- Location in Anderson County
- Coordinates: 38°19′30″N 095°26′01″W﻿ / ﻿38.32500°N 95.43361°W
- Country: United States
- State: Kansas
- County: Anderson

Area
- • Total: 72.5 sq mi (187.8 km^{2})
- • Land: 72.0 sq mi (186.6 km^{2})
- • Water: 0.46 sq mi (1.2 km^{2}) 0.66%
- Elevation: 988 ft (301 m)

Population (2010)
- • Total: 452
- • Density: 6.2/sq mi (2.4/km^{2})
- GNIS feature ID: 0477581

= Reeder Township, Kansas =

Reeder Township is a township in Anderson County, Kansas, United States.
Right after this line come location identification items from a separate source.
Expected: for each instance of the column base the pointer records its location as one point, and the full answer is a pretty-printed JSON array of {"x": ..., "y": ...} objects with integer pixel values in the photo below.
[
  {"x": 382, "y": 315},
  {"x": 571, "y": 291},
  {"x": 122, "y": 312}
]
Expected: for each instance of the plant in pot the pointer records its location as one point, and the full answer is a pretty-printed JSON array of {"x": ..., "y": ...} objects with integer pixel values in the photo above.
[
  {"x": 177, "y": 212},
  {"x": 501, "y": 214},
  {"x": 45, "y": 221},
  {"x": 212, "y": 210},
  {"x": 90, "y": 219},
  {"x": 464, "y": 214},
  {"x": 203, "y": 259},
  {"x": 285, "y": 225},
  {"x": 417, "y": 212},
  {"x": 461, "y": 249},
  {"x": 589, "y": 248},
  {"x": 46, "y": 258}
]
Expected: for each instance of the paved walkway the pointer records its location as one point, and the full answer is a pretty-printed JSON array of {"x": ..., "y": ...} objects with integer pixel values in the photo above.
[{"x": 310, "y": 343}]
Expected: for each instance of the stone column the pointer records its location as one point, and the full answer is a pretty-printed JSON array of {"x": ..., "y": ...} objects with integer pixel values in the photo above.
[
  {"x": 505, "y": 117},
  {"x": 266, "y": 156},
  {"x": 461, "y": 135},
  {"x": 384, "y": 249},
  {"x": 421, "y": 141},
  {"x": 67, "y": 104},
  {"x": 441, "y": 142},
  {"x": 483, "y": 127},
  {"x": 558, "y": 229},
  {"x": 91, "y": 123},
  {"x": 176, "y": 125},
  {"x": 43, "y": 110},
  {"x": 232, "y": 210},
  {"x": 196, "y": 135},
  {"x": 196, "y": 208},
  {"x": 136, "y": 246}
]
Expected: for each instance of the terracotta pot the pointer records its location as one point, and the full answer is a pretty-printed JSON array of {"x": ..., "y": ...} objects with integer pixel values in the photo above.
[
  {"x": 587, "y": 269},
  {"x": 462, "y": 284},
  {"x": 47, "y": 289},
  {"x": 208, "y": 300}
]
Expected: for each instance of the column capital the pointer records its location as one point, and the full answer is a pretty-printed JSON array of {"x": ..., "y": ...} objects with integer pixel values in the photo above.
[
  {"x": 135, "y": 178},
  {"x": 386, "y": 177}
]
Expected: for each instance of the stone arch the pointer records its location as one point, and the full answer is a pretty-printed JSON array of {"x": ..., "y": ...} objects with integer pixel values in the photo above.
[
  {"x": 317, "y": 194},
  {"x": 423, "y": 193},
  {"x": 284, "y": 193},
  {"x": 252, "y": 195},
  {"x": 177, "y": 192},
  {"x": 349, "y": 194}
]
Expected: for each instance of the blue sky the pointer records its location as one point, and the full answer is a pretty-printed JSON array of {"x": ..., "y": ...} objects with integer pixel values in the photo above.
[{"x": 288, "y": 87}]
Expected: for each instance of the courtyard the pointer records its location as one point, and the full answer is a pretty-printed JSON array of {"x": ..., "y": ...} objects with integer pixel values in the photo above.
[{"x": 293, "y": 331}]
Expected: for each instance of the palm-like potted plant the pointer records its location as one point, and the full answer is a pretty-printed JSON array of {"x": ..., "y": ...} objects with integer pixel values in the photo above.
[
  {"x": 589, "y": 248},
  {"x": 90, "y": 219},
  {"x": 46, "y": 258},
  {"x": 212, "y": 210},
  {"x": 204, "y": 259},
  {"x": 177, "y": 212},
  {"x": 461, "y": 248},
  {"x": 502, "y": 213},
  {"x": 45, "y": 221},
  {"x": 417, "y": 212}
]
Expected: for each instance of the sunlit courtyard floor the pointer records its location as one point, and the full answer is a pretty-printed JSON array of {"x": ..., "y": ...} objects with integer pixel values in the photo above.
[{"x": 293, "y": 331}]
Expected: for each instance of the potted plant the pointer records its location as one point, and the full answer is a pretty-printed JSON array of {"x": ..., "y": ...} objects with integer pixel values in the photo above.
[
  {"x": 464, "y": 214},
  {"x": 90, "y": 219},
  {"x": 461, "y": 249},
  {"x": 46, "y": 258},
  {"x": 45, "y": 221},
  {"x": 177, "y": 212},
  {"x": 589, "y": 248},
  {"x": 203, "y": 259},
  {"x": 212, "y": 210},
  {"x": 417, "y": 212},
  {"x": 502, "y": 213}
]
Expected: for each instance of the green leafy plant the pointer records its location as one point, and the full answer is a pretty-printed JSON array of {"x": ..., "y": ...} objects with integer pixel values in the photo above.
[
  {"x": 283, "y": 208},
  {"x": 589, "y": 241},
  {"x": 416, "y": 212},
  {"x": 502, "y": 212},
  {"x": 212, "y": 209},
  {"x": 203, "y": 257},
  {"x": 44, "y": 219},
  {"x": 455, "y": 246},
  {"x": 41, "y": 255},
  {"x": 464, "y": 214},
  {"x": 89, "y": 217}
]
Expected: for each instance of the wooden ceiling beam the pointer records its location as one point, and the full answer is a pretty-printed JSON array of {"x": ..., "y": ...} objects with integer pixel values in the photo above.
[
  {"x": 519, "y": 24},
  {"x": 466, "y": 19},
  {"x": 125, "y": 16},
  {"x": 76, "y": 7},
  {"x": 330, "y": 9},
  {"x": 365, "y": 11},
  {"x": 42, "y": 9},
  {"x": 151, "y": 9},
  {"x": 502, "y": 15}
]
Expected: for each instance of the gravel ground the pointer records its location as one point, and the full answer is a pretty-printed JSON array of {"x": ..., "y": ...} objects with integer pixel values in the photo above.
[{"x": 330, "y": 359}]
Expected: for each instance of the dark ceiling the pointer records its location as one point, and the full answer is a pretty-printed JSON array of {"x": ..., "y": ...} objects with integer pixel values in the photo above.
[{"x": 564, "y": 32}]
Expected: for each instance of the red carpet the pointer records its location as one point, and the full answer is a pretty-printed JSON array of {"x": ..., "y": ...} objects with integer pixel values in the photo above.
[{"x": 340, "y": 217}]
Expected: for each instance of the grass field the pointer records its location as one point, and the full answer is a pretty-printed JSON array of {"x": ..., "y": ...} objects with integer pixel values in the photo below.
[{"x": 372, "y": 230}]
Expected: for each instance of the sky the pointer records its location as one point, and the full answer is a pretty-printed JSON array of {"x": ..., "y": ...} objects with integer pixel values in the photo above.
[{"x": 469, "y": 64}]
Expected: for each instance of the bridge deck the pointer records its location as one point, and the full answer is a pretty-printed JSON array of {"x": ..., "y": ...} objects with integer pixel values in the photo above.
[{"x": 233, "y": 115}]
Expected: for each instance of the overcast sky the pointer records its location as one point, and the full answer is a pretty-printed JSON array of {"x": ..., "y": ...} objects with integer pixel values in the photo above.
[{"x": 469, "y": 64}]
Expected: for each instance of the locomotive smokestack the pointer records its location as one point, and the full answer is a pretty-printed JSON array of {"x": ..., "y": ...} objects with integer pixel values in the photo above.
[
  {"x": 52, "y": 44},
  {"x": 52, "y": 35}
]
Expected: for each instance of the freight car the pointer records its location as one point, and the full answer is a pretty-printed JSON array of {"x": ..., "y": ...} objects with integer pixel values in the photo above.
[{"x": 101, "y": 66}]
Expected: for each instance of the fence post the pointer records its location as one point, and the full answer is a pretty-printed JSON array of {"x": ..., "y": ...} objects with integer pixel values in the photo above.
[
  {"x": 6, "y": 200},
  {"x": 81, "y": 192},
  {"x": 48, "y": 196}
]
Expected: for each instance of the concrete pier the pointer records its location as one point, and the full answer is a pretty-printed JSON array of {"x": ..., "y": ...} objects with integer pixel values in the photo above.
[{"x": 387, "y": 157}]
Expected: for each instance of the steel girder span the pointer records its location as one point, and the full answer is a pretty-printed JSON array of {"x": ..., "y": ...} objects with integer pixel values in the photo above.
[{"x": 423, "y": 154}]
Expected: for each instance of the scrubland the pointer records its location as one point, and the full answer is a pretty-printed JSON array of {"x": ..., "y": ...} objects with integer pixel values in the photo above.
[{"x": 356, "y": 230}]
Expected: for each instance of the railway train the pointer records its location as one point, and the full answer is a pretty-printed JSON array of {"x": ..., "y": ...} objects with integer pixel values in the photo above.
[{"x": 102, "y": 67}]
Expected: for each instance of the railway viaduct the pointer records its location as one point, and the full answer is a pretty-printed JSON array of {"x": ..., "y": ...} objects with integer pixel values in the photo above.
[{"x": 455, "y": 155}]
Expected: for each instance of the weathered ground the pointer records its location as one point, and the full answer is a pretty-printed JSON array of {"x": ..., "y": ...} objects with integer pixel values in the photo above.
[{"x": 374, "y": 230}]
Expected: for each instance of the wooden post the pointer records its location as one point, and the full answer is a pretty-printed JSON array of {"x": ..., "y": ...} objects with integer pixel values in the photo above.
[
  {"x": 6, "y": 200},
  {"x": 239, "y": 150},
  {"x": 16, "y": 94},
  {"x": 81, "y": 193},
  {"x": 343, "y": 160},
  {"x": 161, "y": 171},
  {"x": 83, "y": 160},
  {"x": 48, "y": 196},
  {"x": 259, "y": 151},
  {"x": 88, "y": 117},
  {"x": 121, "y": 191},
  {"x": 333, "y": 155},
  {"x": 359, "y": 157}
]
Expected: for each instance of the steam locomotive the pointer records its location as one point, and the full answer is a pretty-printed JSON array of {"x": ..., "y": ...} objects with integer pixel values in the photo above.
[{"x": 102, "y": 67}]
As of the 2010 census, its population was 452.

==History==
Reeder Township was established in 1857. It was named for Andrew Horatio Reeder, first Territorial Governor of Kansas.

==Geography==
Reeder Township covers an area of 187.8 km2 and contains one incorporated settlement, Harris. According to the USGS, it contains four cemeteries: Baird, Bethel, Central City and Patton.

The streams of Elm Creek, Kenoma Creek, Rocky Run and Thomas Creek run through this township.

==Transportation==
Reeder Township contains two airports or landing strips: Graham Farms Airport and Graham Farms Auxiliary Airport.